Po incydencie ze świecami dymnymi popadłem w niesłychaną paranoję, przeplataną ogromną ciekawością. Było jasne, że Pauls swoją lekkomyślnością rozwścieczył niewłaściwych ludzi. Na widok furgonetek volkswagena, nie tylko pomarańczowych, ale i każdym innym kolorze, od razu zawracałem albo chowałem się. Gdy z naprzeciwka szło dwóch lub więcej facetów, przechodziłem na drugą stronę ulicy. W wyobraźni widziałem, jak Ważne Osoby rozprawiają się z nami w ulicznym stylu na tysiąc i jeden sposobów. Nie tylko Pauls oglądał filmy video, ja również, i nie miałem wątpliwości, że nasza śmierć z ich rąk będzie powolna i bolesna. A jednocześnie cała ta sytuacja tylko podsyciła moją ciekawość: jaki jest tak naprawdę ten cały sos słodko-kwaśny Wujaszka Bena?

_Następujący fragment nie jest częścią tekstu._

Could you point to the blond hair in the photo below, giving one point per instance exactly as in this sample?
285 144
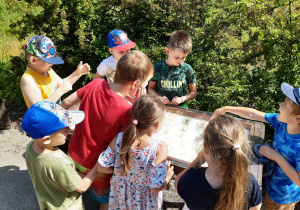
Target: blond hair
220 136
147 110
133 66
180 40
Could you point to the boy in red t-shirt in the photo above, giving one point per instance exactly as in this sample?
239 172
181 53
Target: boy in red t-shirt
107 113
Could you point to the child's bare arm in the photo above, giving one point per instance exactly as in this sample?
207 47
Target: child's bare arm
104 170
287 168
198 161
82 69
97 75
161 157
152 89
192 94
33 94
87 180
248 113
70 101
108 170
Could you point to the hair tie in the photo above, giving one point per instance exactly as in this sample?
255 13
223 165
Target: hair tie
236 146
135 122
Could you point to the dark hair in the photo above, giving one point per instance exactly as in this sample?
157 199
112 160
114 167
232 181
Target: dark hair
220 136
147 110
180 40
132 66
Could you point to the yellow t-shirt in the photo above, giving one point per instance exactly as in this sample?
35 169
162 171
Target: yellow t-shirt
47 85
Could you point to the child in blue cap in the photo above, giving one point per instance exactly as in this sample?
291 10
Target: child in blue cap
119 44
39 82
56 183
282 186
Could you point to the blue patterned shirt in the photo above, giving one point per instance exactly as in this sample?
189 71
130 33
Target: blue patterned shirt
280 188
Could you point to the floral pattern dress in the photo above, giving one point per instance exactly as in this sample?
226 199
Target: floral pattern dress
134 190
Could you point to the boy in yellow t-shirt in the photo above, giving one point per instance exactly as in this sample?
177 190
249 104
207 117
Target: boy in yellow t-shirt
40 82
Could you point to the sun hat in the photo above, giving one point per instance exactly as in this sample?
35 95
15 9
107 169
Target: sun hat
45 118
291 92
43 47
118 39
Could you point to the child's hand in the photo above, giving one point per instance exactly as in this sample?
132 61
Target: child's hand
141 91
66 86
82 175
218 112
176 100
164 99
83 69
170 170
269 153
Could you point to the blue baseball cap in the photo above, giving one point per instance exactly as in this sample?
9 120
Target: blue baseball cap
43 48
45 118
118 39
291 92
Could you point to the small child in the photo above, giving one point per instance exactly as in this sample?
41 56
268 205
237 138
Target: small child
140 167
55 180
107 114
226 183
282 186
40 82
172 76
119 45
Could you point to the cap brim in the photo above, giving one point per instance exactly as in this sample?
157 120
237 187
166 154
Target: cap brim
126 46
55 60
288 91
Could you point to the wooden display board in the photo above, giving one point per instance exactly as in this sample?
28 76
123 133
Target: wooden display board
182 131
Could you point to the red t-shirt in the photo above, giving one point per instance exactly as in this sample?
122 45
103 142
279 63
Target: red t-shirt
106 115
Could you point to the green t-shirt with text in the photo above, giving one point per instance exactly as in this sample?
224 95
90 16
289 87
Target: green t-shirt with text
173 81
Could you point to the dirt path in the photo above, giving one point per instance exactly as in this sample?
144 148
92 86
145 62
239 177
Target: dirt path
16 191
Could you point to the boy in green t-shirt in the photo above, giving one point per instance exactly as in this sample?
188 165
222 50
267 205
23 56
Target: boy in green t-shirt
172 77
56 183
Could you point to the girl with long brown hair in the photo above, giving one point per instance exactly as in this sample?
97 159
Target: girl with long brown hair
140 167
226 183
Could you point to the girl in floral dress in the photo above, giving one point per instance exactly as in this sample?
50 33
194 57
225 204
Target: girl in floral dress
140 167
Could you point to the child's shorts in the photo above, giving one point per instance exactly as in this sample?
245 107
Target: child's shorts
100 187
271 205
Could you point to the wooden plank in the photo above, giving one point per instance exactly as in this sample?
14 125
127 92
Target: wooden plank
182 132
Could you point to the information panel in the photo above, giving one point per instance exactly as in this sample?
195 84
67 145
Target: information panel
182 131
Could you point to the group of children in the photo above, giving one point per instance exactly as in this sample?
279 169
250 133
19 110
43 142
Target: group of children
111 147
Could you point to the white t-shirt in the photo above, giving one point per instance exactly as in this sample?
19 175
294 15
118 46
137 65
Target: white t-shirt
108 67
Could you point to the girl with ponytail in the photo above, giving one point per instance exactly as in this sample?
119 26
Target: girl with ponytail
226 183
140 167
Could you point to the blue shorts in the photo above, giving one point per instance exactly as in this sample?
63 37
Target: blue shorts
99 189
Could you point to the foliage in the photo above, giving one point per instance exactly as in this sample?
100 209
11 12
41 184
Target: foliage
242 50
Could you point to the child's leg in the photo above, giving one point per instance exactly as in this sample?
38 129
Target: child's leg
271 205
100 188
104 206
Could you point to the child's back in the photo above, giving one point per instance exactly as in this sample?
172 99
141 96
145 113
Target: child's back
119 44
107 114
140 169
55 180
143 176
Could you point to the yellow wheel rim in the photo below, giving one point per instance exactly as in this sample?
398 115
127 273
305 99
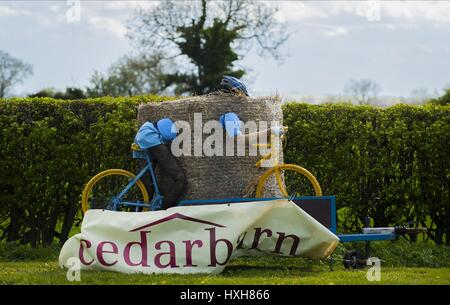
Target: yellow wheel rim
110 172
277 172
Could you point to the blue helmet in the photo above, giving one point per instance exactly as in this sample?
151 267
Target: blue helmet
234 85
167 129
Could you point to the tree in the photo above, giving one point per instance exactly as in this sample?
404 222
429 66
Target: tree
12 72
363 90
129 76
206 38
443 100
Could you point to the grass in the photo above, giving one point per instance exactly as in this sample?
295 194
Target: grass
402 263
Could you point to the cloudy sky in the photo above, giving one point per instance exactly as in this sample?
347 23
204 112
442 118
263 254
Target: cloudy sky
402 45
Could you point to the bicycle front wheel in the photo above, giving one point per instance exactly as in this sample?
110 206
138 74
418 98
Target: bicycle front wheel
103 187
290 179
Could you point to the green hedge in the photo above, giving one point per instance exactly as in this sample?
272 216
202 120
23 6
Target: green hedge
50 148
391 163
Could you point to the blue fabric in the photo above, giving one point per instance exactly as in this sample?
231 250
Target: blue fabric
232 124
167 129
148 136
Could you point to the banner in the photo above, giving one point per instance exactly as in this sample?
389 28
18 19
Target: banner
195 239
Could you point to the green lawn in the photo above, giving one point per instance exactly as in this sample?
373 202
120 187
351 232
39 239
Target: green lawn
240 271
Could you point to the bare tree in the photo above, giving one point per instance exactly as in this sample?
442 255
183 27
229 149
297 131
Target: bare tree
12 72
362 90
130 76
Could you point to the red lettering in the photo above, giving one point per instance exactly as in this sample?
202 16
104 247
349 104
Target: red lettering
189 245
101 251
143 247
81 252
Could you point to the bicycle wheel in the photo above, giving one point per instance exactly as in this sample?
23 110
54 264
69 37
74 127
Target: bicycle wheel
103 187
290 179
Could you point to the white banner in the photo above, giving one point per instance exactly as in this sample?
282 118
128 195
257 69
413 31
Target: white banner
195 239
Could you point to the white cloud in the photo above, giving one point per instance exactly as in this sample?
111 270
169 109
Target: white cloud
109 25
6 11
401 11
128 5
292 10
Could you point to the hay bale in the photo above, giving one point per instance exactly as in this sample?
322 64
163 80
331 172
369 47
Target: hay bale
217 177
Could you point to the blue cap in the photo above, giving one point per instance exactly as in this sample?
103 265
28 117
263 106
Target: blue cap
167 129
232 124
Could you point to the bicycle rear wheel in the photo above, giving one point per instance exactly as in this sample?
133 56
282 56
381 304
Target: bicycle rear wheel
103 187
290 179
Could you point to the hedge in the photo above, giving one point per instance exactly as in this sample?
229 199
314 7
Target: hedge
389 162
49 149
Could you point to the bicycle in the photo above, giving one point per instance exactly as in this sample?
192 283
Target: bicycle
290 172
118 189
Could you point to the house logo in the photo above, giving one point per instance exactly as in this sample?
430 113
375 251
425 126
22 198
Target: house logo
176 216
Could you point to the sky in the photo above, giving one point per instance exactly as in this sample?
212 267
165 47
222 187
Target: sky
402 45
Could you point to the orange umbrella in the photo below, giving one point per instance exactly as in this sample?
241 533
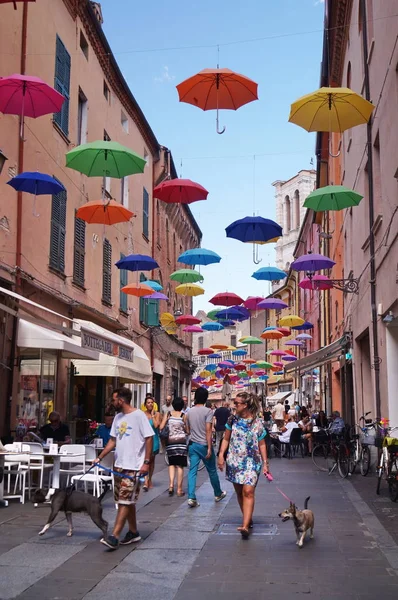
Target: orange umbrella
212 89
104 213
137 289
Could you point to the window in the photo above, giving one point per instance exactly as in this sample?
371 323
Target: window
145 213
123 282
82 118
79 252
58 232
107 272
62 84
83 44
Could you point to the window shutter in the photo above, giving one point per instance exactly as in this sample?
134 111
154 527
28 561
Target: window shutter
107 272
62 83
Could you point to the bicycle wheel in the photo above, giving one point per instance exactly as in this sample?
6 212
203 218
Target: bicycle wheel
319 456
364 461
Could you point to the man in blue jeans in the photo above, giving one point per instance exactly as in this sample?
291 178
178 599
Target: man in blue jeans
200 424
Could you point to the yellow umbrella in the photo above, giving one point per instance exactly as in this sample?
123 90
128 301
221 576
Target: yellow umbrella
330 109
291 321
189 289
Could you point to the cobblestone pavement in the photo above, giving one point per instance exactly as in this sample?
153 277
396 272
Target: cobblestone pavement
187 554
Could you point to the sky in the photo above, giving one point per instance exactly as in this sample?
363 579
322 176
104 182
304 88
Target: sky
278 44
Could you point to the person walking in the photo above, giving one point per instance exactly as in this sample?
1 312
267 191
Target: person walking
176 444
154 420
131 438
199 426
247 453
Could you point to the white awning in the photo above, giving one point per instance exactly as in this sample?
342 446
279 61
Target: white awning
35 336
136 370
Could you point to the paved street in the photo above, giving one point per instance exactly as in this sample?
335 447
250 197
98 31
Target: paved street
190 554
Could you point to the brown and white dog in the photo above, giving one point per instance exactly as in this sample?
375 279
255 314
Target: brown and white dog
303 520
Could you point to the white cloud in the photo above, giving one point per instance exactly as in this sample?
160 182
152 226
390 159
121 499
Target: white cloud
165 77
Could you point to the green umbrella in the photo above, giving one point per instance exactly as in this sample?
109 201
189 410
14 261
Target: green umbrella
110 159
187 276
332 197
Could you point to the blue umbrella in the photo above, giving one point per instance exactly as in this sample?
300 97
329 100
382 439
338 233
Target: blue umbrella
199 256
212 326
137 262
254 229
269 274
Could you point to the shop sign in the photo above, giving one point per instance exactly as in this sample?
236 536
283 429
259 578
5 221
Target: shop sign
100 344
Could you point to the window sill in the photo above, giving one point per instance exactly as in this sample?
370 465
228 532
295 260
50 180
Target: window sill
61 133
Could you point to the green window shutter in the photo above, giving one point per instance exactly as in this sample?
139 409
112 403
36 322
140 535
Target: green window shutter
62 83
123 282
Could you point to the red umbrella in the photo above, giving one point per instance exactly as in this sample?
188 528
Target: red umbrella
180 191
226 299
187 320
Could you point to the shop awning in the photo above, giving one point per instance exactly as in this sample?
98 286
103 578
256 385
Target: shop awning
118 356
35 336
320 357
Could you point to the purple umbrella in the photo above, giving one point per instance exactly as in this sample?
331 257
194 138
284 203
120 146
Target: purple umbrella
312 262
272 304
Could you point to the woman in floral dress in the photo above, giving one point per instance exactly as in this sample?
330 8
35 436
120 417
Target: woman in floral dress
244 440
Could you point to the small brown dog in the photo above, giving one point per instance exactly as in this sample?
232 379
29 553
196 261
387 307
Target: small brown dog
303 520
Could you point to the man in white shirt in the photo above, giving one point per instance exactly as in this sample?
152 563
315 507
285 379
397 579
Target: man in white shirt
131 438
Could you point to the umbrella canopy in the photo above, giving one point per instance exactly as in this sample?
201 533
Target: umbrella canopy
187 320
199 256
317 282
186 276
104 213
312 262
189 289
137 289
212 327
180 191
100 158
269 274
36 183
330 109
28 97
226 299
272 304
332 197
254 229
291 321
137 262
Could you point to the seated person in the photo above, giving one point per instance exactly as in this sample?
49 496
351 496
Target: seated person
56 430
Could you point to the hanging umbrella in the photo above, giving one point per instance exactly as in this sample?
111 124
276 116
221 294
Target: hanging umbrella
269 274
213 89
312 262
137 262
187 320
331 110
186 276
199 256
212 327
137 289
104 213
272 304
332 197
180 191
291 321
317 282
189 289
226 299
103 158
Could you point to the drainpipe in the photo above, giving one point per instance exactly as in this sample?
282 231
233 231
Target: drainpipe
376 359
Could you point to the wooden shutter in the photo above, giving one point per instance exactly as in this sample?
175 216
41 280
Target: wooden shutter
107 273
58 231
62 84
79 251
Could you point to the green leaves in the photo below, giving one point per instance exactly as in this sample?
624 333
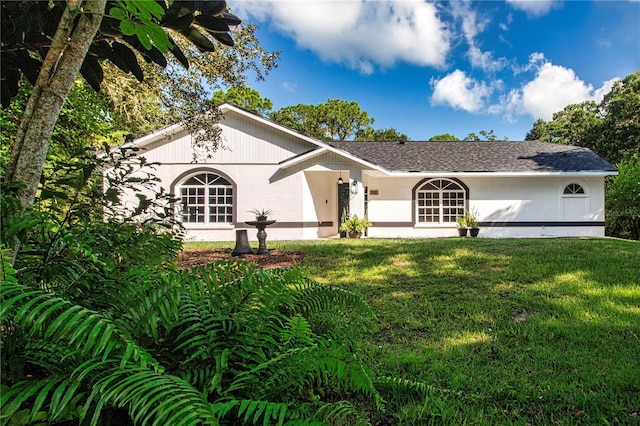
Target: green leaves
137 18
142 24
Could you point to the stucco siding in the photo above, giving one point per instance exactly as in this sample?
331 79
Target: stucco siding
506 207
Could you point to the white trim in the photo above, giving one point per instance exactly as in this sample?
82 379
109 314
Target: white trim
498 174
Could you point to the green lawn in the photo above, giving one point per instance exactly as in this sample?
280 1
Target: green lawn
534 331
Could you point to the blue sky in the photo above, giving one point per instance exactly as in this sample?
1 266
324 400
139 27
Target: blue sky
427 68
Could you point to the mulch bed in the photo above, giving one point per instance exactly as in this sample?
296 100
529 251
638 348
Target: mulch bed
275 259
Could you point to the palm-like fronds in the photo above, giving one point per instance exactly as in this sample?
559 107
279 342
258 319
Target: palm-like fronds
226 342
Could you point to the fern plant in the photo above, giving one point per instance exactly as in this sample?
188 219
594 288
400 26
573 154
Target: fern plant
223 343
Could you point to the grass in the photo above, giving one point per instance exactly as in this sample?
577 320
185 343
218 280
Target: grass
539 331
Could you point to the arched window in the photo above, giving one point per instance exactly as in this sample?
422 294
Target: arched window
573 189
206 198
440 201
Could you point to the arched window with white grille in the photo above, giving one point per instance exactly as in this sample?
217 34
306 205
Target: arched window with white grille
439 201
206 198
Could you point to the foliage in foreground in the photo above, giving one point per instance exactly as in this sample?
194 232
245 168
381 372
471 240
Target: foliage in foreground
227 342
504 331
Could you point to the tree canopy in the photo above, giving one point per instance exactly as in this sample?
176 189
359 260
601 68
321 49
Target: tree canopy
244 97
336 119
97 37
445 137
125 29
610 128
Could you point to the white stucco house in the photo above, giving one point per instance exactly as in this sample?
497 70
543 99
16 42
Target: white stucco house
407 189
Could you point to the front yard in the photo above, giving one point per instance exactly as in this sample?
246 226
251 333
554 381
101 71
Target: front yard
540 331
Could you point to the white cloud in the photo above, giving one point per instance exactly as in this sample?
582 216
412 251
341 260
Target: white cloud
533 8
363 34
460 92
471 26
290 87
553 88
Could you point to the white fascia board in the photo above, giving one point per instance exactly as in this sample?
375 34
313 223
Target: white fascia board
301 158
503 174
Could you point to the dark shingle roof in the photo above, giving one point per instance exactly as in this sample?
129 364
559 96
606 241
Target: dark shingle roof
524 156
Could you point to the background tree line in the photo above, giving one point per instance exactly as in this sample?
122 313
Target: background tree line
611 129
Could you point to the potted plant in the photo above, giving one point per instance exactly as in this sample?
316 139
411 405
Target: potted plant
261 215
354 226
462 226
471 218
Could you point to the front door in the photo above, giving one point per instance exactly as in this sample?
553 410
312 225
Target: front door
343 203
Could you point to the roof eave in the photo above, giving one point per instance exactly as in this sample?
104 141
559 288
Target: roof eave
585 173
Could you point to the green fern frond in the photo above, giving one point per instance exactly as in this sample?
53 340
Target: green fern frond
55 319
153 397
316 366
252 412
317 298
56 392
297 331
342 413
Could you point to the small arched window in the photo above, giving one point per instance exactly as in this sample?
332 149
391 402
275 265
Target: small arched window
440 201
573 189
206 198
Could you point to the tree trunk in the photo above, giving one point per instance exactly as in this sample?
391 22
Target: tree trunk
58 72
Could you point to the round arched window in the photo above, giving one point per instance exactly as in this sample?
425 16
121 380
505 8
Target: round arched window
573 189
206 198
440 201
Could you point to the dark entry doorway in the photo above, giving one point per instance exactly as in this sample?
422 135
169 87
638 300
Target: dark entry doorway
343 203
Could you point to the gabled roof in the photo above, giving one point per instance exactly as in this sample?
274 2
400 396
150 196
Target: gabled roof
477 157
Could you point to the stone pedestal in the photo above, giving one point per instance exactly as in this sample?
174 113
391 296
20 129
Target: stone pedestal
242 243
262 234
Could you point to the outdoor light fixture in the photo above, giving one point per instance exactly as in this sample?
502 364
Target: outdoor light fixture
354 187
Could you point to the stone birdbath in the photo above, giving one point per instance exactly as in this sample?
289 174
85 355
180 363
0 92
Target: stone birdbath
261 225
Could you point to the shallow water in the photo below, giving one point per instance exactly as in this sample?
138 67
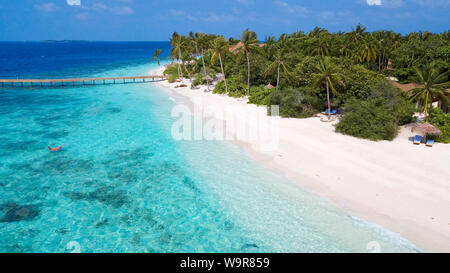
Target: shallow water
122 184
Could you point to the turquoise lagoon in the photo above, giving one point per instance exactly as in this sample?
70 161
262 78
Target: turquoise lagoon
122 184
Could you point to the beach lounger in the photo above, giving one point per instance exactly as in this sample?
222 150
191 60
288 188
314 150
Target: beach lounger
417 139
333 112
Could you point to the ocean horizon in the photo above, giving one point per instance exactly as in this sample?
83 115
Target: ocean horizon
122 184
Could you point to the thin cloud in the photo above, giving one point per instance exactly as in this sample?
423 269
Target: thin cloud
47 7
73 2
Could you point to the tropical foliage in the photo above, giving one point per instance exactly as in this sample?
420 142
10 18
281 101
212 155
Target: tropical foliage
318 70
442 121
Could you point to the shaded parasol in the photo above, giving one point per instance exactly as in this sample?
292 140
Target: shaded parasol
426 129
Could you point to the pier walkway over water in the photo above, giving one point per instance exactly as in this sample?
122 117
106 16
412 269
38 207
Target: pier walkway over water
78 81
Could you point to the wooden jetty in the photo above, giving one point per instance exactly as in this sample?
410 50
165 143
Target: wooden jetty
78 81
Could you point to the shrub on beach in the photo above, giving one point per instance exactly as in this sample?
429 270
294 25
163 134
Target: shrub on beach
292 103
370 119
402 107
442 121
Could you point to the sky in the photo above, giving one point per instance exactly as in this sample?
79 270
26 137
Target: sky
156 20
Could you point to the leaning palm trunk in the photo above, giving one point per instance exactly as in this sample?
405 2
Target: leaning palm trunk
328 99
180 72
204 70
223 73
248 76
278 76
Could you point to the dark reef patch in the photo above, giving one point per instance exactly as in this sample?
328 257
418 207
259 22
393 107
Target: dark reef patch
190 183
64 164
21 146
123 174
15 213
102 223
106 195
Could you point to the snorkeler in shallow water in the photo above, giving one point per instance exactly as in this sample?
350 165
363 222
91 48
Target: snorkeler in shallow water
54 149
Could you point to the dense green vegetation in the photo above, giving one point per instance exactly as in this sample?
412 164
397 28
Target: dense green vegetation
310 72
442 121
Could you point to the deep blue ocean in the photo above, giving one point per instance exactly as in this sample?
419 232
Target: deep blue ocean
122 184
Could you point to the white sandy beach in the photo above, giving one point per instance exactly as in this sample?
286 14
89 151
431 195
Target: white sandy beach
401 186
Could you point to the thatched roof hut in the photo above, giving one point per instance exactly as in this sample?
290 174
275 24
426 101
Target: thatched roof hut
426 129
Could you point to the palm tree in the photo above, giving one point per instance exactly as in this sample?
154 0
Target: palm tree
156 56
431 87
178 43
203 43
327 73
277 64
249 44
220 46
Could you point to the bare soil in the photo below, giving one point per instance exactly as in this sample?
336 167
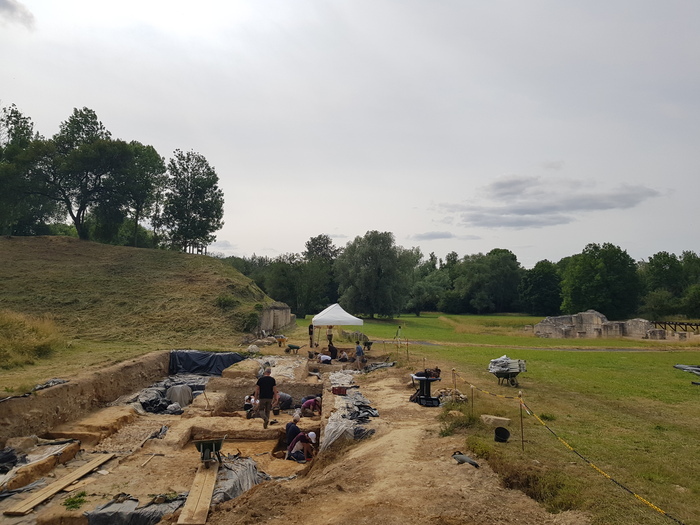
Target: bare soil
404 473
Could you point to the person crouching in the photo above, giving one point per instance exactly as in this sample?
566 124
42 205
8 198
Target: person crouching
301 448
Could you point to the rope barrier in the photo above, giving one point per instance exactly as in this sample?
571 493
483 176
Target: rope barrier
572 449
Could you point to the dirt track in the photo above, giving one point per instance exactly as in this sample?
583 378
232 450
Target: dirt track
402 474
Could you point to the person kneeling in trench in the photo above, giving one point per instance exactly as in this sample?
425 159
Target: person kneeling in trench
301 448
309 408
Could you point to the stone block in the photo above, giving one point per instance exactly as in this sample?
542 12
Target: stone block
495 421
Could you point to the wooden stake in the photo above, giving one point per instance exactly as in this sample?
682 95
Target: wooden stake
522 435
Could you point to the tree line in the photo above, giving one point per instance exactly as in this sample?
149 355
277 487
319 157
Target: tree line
107 188
372 276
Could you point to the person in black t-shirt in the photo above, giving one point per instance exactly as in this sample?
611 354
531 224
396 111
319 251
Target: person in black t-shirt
266 394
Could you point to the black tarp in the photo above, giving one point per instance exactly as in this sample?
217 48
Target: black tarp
124 511
202 363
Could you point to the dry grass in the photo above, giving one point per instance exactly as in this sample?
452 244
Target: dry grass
109 303
25 339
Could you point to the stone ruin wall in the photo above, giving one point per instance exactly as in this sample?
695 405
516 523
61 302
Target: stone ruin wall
276 317
592 324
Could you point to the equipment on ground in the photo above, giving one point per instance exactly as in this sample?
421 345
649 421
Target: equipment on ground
208 449
507 370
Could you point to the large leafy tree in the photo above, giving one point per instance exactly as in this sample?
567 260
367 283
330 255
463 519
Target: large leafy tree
142 184
487 283
540 289
429 284
21 210
664 271
78 167
374 275
603 278
194 204
318 286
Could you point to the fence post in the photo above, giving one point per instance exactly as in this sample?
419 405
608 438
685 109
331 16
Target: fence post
522 435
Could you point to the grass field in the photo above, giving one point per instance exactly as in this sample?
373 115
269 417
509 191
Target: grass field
619 403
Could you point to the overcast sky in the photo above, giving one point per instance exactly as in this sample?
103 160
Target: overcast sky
534 126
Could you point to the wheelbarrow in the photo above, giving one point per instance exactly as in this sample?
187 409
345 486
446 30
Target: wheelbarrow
507 370
293 348
510 378
208 449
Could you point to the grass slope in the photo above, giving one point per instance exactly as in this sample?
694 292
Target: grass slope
120 300
619 403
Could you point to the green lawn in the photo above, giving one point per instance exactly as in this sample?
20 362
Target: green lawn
619 403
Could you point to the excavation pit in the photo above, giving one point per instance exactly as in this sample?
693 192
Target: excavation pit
154 453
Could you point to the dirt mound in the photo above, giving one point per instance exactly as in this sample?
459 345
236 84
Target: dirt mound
403 474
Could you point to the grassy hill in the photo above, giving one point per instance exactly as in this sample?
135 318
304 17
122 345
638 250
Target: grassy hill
98 294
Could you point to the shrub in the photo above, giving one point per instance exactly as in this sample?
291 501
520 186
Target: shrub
24 339
225 301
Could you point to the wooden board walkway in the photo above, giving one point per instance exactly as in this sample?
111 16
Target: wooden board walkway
196 507
26 506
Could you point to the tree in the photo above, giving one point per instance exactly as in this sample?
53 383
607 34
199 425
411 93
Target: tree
691 301
77 167
374 275
540 289
603 278
664 271
194 204
318 286
21 211
488 283
658 303
321 247
142 183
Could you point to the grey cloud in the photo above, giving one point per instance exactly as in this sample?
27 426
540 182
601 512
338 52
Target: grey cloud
553 165
530 202
13 11
431 236
511 186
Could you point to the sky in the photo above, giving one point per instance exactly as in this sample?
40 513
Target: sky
536 126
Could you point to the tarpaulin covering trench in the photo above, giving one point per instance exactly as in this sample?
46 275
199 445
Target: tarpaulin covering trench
202 363
125 511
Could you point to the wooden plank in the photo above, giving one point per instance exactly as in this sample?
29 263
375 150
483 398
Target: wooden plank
196 508
26 506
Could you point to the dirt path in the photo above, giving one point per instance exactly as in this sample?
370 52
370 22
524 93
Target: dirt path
402 474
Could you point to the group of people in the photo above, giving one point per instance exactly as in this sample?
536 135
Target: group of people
359 359
300 445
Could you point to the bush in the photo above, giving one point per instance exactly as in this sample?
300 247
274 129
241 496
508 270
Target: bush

W moich złotych myślach przy pytaniu „Jakie jest twoje ulubione danie?” niektórzy koledzy z klasy wpisywali „Sos Uncle Ben’s z ryżem”, jednak zapytani wprost o to, jak smakuje, nie potrafili sklecić sensownej odpowiedzi. Najdziwniejsze było to, że strach zgodnie koegzystował w mojej głowie z ciekawością. Chociaż nie, wcale nie „zgodnie”. Ja się niemal rozdwoiłem, stałem się dwoma różnymi osobami – małym Marksem Formansem, który boi się wejść do Festynka i przejść Promenadą, oraz tym drugim, obcym dla mnie samego, gotowym zaryzykować wszystko, by tylko dowiedzieć się, jak smakuje ta legendarna pomarańczowa papka.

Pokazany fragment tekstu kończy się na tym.